The Galilee wasn’t physically occupied by the Romans until A.D. 44.  It wasn’t until Herod Antipas fell from grace with the Romans and got himself exiled with his wife to Lyon just down the road from us in Clermont-Ferrand, that the Roman army finally set up camp north of the border.  At the time of our story, then, there was no Roman army in the Galilee.  They were in the south – in Judea.  So what was a Roman centurion doing in Capernaum?  Well Herod, as a Roman client ruler, yearned for a Roman style soldiery of his own and no doubt needed a Roman centurion to help him achieve that.  The centurion in our story was, plausibly, on loan from the Roman army as a military advisor.  This suggests not only that he was far from home.   He was also outside of his familiar patterns and environment - only tangentially still working for the Company.  A man, well-suited for a particular life, had shelved it and found (almost accidentally) amongst God’s historic people, the Jews – in their community structures, their worship, their Sabbath and their ethics and above all in their ancient story of God encountering his people - something which appealed to him and which he wanted to be part of. 

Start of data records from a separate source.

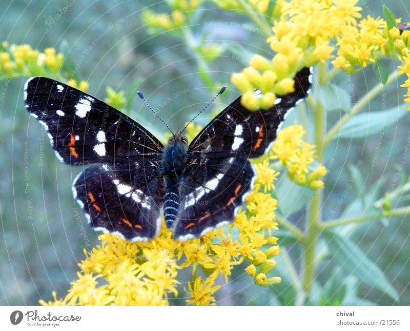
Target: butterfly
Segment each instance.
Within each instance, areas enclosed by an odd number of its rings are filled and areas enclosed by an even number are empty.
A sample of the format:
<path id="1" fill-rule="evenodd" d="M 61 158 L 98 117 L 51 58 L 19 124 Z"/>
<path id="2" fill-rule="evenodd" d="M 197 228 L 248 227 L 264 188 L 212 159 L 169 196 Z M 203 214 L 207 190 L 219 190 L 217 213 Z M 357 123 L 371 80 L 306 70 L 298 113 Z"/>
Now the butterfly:
<path id="1" fill-rule="evenodd" d="M 311 77 L 301 69 L 294 92 L 266 110 L 248 110 L 238 98 L 189 144 L 183 129 L 164 146 L 123 113 L 48 78 L 28 80 L 24 100 L 58 159 L 84 167 L 73 194 L 94 230 L 147 241 L 158 235 L 163 214 L 173 238 L 184 241 L 233 222 L 256 177 L 248 159 L 271 148 Z"/>

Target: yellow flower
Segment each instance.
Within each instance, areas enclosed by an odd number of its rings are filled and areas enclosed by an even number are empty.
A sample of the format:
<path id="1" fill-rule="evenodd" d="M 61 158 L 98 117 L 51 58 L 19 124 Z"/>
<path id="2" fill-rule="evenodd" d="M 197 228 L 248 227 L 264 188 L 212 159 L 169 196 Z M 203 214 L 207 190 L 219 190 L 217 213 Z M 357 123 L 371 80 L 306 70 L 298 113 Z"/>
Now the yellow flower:
<path id="1" fill-rule="evenodd" d="M 221 288 L 221 285 L 213 285 L 213 280 L 208 278 L 203 281 L 200 276 L 197 277 L 194 281 L 188 284 L 189 290 L 187 293 L 190 298 L 187 302 L 188 304 L 197 306 L 215 305 L 213 294 Z"/>
<path id="2" fill-rule="evenodd" d="M 250 276 L 254 276 L 256 275 L 256 267 L 252 263 L 245 268 L 245 271 Z"/>
<path id="3" fill-rule="evenodd" d="M 270 272 L 272 269 L 276 266 L 276 261 L 274 260 L 268 260 L 260 267 L 260 272 L 263 274 Z"/>
<path id="4" fill-rule="evenodd" d="M 107 98 L 104 99 L 109 105 L 111 105 L 117 109 L 121 109 L 125 105 L 127 100 L 125 99 L 125 92 L 124 91 L 115 91 L 109 86 L 106 90 Z"/>
<path id="5" fill-rule="evenodd" d="M 257 171 L 257 177 L 255 183 L 255 189 L 259 190 L 260 188 L 263 188 L 263 191 L 266 192 L 275 188 L 274 181 L 279 175 L 279 173 L 269 167 L 269 162 L 263 160 L 261 163 L 255 165 Z"/>
<path id="6" fill-rule="evenodd" d="M 312 189 L 323 188 L 323 183 L 319 179 L 325 176 L 326 168 L 319 165 L 311 170 L 315 146 L 302 140 L 304 133 L 303 127 L 296 124 L 282 129 L 273 144 L 270 157 L 278 159 L 286 167 L 291 180 Z"/>

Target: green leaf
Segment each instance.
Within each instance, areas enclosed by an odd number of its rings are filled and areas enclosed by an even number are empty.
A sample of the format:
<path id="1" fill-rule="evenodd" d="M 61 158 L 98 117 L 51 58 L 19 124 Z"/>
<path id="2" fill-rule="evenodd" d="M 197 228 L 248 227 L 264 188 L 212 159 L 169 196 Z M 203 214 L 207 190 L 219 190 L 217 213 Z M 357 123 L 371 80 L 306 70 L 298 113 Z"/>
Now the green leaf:
<path id="1" fill-rule="evenodd" d="M 78 73 L 78 68 L 76 68 L 77 63 L 70 51 L 71 47 L 67 40 L 63 40 L 60 44 L 59 51 L 65 55 L 64 62 L 63 63 L 63 71 L 68 73 L 69 79 L 73 78 L 76 81 L 80 81 Z"/>
<path id="2" fill-rule="evenodd" d="M 364 190 L 365 181 L 360 172 L 360 168 L 358 167 L 360 166 L 360 164 L 358 164 L 358 166 L 357 165 L 355 166 L 353 164 L 349 164 L 347 167 L 350 172 L 350 178 L 353 180 L 353 183 L 355 184 L 356 196 L 361 200 L 362 205 L 364 206 L 364 193 L 366 192 Z"/>
<path id="3" fill-rule="evenodd" d="M 324 286 L 319 293 L 318 305 L 321 306 L 340 306 L 346 296 L 345 277 L 340 266 L 336 267 L 330 275 Z"/>
<path id="4" fill-rule="evenodd" d="M 407 105 L 402 104 L 387 110 L 361 113 L 350 119 L 339 132 L 339 134 L 335 137 L 359 139 L 376 134 L 407 114 Z"/>
<path id="5" fill-rule="evenodd" d="M 314 193 L 306 186 L 291 182 L 286 176 L 281 176 L 276 185 L 278 208 L 285 217 L 299 211 Z"/>
<path id="6" fill-rule="evenodd" d="M 387 30 L 390 30 L 392 28 L 397 28 L 397 23 L 396 23 L 396 16 L 393 12 L 385 6 L 383 6 L 383 13 L 387 25 Z"/>
<path id="7" fill-rule="evenodd" d="M 384 14 L 384 19 L 387 25 L 387 36 L 388 37 L 388 47 L 390 49 L 394 48 L 393 41 L 392 40 L 392 36 L 390 35 L 389 31 L 392 28 L 397 27 L 397 24 L 396 23 L 396 17 L 390 9 L 385 6 L 383 6 L 383 13 Z"/>
<path id="8" fill-rule="evenodd" d="M 142 78 L 137 79 L 133 84 L 132 86 L 131 86 L 131 89 L 130 90 L 130 93 L 128 94 L 128 96 L 127 98 L 127 102 L 126 102 L 125 107 L 124 107 L 126 110 L 126 113 L 128 115 L 130 115 L 131 114 L 132 101 L 134 100 L 134 97 L 135 96 L 135 93 L 137 92 L 137 88 L 138 88 L 142 81 Z"/>
<path id="9" fill-rule="evenodd" d="M 293 233 L 281 227 L 275 231 L 275 237 L 277 237 L 278 244 L 283 247 L 287 245 L 294 245 L 298 242 L 298 238 Z"/>
<path id="10" fill-rule="evenodd" d="M 356 276 L 368 286 L 377 288 L 394 300 L 399 300 L 399 294 L 383 271 L 356 244 L 331 231 L 323 231 L 322 234 L 327 243 L 331 258 L 339 263 L 346 272 Z"/>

Who are you when you are not at home?  Are you half the man or woman you would be in your habitual surroundings?  Does travelling light far from home mean for you your essential toolbox is elsewhere - at home - under lock and key?  This centurion’s disassociation from his well-worn paths, on the other hand, had given him a measure of holy freedom.  You can still see the lower floor of the synagogue he built for the Jews of Capernaum.  It’s underneath the ruins of the somewhat grander sixth-century synagogue, made of white marble, which took its place.    It was made of the same sort of black basalt as our cathedral here in Clermont is built from or, for that matter, our own little chapel in Royat.

And what has our centurion learned in these new surroundings and among these new associates?  According to Jesus, anyway, this man's understanding is substantial.  His words of faith are fresh and matter-of-fact.  When Jesus receives his request to have his beloved servant healed and offers to come to the centurion’s house the man replies that there is no need:  All Jesus needs to do is say the word and it will be done.  

"I’m a man under authority", he says.  I know how these things take place.  The Lieutenant-Colonel speaks to the Adjutant who then speaks to the junior officers who then speak to me and the other NCO’s.  We speak to the men.  If we encounter resistance, it’s not for nothing that the symbol of my centurion’s office is a stout stick of vine wood which can be applied to a soldier’s back.  The job gets done. 

Here, says Jesus, do we find a man of faith such as may not even be found in most of Israel.  As evidence that he has understood he has come up with an analogy from his own world which tells me he has understood.  Here is a man who would understand that God loves the birds of the air and the flowers of the field and will give them the good things that they require because it's in the Standing Orders.  Here is one who, when told not to worry, will not worry, because matters must be in hand.  He has understood.  

The half dozen dislocations which occur in our own lives are not given the credit they are due. We might see them as a step down from the ordered trajectory we should expect in a perfect world.   In fact, each one is an opportunity -  to provoke our faith and to claim a space wherein we offer our unique gift to the world around us.